Easy One Pot Roasted Chicken Dinner

Ingredients 

  • 1 tablespoon olive oil
  • 6 large bone-in skin-on chicken thighs or chicken drumsticks
  • a pinch or two of salt and pepper (for seasoning the chicken)
  • 3 tablespoons all purpose flour
  • 1 tablespoon chopped fresh thyme or 1 teaspoon dried thyme
  • 1 tablespoon chopped fresh rosemary or 1 teaspoon dried rosemary
  • a pinch or two of salt and pepper
  • 2/3 cup good quality white wine
  • 2 1/2 cups chicken stock
  • 8 small russet or white potatoes (or 6 medium), washed and each chopped into 4-8 pieces
  • 6 medium carrots, peeled and chopped
  • fresh thyme and rosemary for garnish, if desired

Instructions 

  • Preheat your oven to 325 degrees Fahrenheit.
  • Heat a very large oven-safe pan over medium-high heat on the stove top and add the olive oil.
  • Brown the chicken pieces in the pan on all sides, until the outside has reached a nice golden brown.
  • Remove the chicken pieces from the pan and set them aside on a plate.
  • Add the potatoes and carrots to the pan with the chicken liquid and allow the vegetables to brown slightly in the liquid on all sides for about 5-7 minutes.
  • Remove the vegetables to a plate and set aside once they’ve caramelized slightly.
  • Turn the heat to medium.

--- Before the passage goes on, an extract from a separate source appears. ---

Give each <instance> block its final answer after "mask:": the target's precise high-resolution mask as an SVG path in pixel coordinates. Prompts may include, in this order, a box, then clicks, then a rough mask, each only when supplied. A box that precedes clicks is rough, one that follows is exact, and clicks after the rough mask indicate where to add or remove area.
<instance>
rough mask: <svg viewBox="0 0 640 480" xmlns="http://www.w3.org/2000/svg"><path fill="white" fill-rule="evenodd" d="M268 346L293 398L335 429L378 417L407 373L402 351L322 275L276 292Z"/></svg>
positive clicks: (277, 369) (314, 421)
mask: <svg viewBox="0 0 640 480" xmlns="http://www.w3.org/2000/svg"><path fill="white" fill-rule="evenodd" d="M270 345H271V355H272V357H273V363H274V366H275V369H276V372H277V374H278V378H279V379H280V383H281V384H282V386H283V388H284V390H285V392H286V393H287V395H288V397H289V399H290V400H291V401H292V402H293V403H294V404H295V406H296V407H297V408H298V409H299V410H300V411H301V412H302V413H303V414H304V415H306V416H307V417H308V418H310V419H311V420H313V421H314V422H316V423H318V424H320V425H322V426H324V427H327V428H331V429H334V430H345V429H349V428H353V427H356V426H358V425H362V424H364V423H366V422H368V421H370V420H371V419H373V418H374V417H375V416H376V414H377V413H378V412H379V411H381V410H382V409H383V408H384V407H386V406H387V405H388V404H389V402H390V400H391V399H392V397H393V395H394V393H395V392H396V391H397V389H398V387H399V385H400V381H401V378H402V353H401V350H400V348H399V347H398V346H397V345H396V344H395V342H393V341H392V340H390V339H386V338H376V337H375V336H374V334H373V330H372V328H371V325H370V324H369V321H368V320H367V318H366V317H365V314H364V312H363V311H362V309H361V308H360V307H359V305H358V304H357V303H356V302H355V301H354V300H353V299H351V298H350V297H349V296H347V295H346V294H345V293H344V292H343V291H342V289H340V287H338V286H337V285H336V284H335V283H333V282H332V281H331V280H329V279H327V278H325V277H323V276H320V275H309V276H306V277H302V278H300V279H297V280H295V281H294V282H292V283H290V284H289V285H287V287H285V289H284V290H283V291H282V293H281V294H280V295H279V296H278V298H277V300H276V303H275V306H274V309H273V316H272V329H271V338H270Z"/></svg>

Add the flour to the liquid left in the pan and whisk until the flour is absorbed.
  • Whisk in the thyme, rosemary and salt and pepper and continue to toast the flour for about one more minute, whisking constantly.
  • Slowly add the wine and whisk as you add it to prevent lumps.
  • Add the chicken stock slowly, whisking as you add it to break up any lumps that form.
  • Let the sauce bubble away, whisking gently as it cooks for about 4 minutes.
  • Add the potatoes and carrots back into the pan, nestling them into the sauce until they’re submerged.
  • Add the chicken pieces into the sauce as well, nestling them into the sauce and vegetables.
  • Cover the pan with the lid and roast for about 35-40 minutes at 325 degrees Fahrenheit or until the chicken is cooked through to an internal temperature of 165 degrees Fahrenheit (74 Celsius) and the potatoes are tender.
  • Remove the pan from the oven when the chicken is cooked through and allow it to rest, covered, for about 5 minutes before serving.